David vivía en el mismo lugar desde hacía ocho años. Su habitación era soleada, amplios ventanales y una cama muy confortable. Era muy querido y cada día venían muchas personas a verlo. Su madre se pasaba por las mañanas. Siempre llegaba a la misma hora, le contaba los cotilleos de sus vecinas y los enfados con su padre. Aseguraba que si fuera más joven lo abandonaría. Se sentía muy sola y estaba agotada de depender de la gente.
Su hermana todavía no sabía qué carrera universitaria quería estudiar, iba a verlo los fines de semana y le contaba con el chico con el que salía y los problemas que tenía con sus padres.

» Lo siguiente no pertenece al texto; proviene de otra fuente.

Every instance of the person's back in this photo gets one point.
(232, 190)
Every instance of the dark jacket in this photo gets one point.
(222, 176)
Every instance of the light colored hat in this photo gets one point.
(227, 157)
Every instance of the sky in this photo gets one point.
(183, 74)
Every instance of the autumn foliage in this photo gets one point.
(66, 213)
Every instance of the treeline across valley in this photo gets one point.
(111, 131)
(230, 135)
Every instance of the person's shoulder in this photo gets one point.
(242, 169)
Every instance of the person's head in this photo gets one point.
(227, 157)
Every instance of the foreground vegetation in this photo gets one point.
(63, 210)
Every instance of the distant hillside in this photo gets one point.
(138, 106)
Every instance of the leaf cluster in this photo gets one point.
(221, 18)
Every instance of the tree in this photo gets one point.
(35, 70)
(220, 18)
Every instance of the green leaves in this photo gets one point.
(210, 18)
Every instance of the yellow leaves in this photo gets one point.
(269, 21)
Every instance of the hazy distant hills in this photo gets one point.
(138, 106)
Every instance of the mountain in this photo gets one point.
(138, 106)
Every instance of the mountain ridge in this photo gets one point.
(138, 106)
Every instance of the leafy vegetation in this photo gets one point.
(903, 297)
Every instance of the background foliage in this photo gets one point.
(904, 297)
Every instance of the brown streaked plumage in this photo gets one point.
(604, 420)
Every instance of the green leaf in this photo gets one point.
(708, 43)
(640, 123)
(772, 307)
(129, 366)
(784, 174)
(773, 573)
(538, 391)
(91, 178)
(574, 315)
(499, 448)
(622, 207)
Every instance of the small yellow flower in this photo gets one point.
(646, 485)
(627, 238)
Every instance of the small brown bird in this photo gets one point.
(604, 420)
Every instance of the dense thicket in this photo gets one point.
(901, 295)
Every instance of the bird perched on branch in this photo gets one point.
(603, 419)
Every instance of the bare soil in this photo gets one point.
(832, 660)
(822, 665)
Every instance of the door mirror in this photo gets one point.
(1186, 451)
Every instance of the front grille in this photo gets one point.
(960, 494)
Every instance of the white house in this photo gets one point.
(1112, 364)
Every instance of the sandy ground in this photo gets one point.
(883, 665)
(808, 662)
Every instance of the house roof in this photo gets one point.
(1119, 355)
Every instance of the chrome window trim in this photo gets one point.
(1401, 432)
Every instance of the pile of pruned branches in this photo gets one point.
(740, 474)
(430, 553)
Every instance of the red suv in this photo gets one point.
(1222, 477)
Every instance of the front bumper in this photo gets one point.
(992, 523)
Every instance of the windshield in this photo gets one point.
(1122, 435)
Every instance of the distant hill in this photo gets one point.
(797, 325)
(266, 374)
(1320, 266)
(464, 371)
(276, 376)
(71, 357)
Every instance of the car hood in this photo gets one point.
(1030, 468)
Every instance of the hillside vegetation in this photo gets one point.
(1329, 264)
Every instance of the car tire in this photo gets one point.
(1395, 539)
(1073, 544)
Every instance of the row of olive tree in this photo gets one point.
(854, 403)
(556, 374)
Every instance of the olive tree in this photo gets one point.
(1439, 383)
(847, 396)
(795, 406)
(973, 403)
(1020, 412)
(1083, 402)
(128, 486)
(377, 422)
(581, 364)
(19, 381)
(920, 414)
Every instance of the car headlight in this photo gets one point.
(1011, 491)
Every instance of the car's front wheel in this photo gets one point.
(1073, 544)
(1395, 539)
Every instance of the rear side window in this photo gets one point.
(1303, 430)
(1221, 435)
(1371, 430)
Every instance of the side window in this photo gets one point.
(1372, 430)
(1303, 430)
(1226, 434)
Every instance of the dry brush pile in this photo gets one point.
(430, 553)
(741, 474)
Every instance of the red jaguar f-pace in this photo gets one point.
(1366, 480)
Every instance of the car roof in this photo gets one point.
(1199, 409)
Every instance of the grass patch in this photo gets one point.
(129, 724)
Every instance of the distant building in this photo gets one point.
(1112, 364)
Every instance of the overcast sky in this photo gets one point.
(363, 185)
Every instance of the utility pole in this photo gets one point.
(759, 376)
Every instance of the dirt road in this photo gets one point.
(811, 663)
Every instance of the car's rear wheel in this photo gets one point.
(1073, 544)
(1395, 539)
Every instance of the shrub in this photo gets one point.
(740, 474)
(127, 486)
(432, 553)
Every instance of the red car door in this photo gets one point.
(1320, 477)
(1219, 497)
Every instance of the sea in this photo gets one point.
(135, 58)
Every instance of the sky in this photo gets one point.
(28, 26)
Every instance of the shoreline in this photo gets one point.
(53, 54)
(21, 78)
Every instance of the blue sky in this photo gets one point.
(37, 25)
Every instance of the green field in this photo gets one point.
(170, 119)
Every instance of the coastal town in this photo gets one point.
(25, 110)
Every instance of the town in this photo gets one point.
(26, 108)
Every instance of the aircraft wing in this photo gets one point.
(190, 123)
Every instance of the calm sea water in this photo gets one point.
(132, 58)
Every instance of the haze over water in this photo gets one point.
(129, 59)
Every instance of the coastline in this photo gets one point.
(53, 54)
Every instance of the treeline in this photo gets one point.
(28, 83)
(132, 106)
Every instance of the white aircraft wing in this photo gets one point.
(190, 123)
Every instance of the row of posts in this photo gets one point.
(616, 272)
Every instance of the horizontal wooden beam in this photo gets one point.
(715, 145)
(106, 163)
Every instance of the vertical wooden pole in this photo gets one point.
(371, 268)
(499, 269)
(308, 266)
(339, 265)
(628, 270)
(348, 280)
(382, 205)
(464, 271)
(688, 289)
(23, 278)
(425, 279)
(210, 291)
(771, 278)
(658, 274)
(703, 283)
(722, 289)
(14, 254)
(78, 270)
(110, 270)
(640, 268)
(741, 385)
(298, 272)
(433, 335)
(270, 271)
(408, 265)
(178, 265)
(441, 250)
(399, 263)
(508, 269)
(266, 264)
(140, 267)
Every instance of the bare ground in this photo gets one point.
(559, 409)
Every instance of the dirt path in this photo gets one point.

Hacía ocho años que él había decidido dejar su relación con su novia, ella también pensaba que era lo mejor, pero de vez en cuando acudía y le recordaba los días que habían pasado juntos y le aseguraba que se sentía perdida y a pesar de que salía con otro chico, no era feliz.
Su amigo Toni había progresado en los últimos años y era directivo en una multinacional informática. Ganaba mucho dinero, pero era muy inseguro y acudía a contarle los problemas con sus clientes, el poco tiempo que tenía para disfrutar de su mujer y su mala suerte porque pensaba que ella ya no lo quería.
Se había convertido en un gran confesor y todos acudían para que les escucharan. David nunca les decía nada, pero ellos se sentían cómodos sólo con ir a verlo.
Todos aseguraban estar tristes y desdichados con la vida que llevaban. Sin embargo, él pensaba que no eran conscientes de lo que tenían entre manos. No tenían ni idea de que eran poderosos porque podían manejar su vida como se les antojara, cambiar de rumbo si lo consideraban o cerrar etapas y empezar otras. Eran dueños y señores de su persona y no tenían que depender de una máquina, de vivir en una cama, no poder hablar, ni salir a pasear. Llevaba ocho años en coma y nadie podía saber cómo se sentía. No sabía cuándo se despertaría, saldría de ese sueño profundo o volvería a ser persona. Pero a pesar de su situación todos los días daba las gracias por estar en el mundo.